Cet exercice d’aide à un ami en difficulté étant fait, allons à ce qui nous préoccupe le plus en ce moment, nous Ivoiriens. C’est notre réconciliation. Mais un ami tunisien nous ayant recommandé de nous réconcilier sans faire trop de bruit, afin de ne pas effaroucher les potentiels investisseurs dont nous avons grand besoin, je vous prie donc de lire cet article dans le silence le plus complet. Dans un précédent article, j’avais proposé que tous les Ivoiriens se mettent ensemble pour reconstruire les villages de l’ouest qui avaient été détruits pendant la crise. Un ami m’a fait remarquer qu’il n’y a pas que l’ouest qui a souffert de la crise, mais qu’il y a aussi Bouaké où des maisons ont été détruites, pillées, occupées illégalement, où des femmes ont été tuées depuis le début de la crise en 2002. C’est exact. On pourrait donc demander à ceux qui occupent illégalement des maisons de les restituer à leurs propriétaires. Ce n’est pas très difficile à faire, a priori.

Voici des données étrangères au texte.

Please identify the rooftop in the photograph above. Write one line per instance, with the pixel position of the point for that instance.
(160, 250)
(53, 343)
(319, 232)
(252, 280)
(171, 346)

On pourrait ensuite recenser toutes les maisons détruites du fait de la guerre depuis 2002, et organiser ce que l’on pourrait appeler « la semaine de la solidarité », au cours de laquelle tous les Ivoiriens et amis de la Côte d’Ivoire, toutes les entreprises seraient appelés à faire preuve de générosité. Avec les sommes récoltées et avec un coup de pouce de l’Etat, on pourrait entamer la reconstruction de ce qui avait été détruit, ou tout au moins aider un tant soit peu ceux qui ont perdu leur toit. Chacun de ceux-là comprendra alors qu’il n’a pas été abandonné, mais qu’il a pu retrouver sa dignité grâce à la solidarité de tous ses compatriotes. Cela peut aider à guérir bien des plaies et à réconcilier les frères en palabres que nous sommes. On pourrait, dans le même élan, puiser dans nos traditions africaines et dans nos religions actuelles pour demander pardon à nos morts de cette crise, aux ancêtres que nos turpitudes ont offensés, à la terre sur laquelle le sang a coulé. Une fois cet exercice d’exorcisme collectif fait, ce qui n’exclut nullement que la justice fasse son travail de sanction de ceux qui ont commis des crimes, nous pourrions alors regarder plus sereinement notre avenir. Si le passé ne doit jamais être oublié, il est cependant dangereux de s’y enfermer. Nous devons impérativement sortir de ce passé récent et douloureux pour nous projeter dans le futur. Nous avons des avenirs à construire pour nous-mêmes et nos enfants. Nous ne pouvons pas les construire sur la haine et la rancœur. Nous avons l’impérieux devoir de sortir de cette spirale de la haine pour retrouver à nouveau l’amour.
Un autre ami m’a aussi fait remarquer, à propos de ce précédent article, qu’à Duékoué, il n’y a pas, d’un côté, des vainqueurs et de l’autre, des vaincus ; d’un côté, des victimes et de l’autre, des bourreaux, et que les crimes ont été commis de tous les côtés. Soit ! Personne n’a nié cela. Mais le plus important, à mon avis, n’est pas dans les accusations. S’il est nécessaire, dans le cadre de la réconciliation, que celui qui a péché reconnaisse, en toute humilité, sa faute, il est tout aussi important que le vainqueur, car il y en a un dans notre histoire, reste également humble et tende la main au vaincu, l’aide à se relever.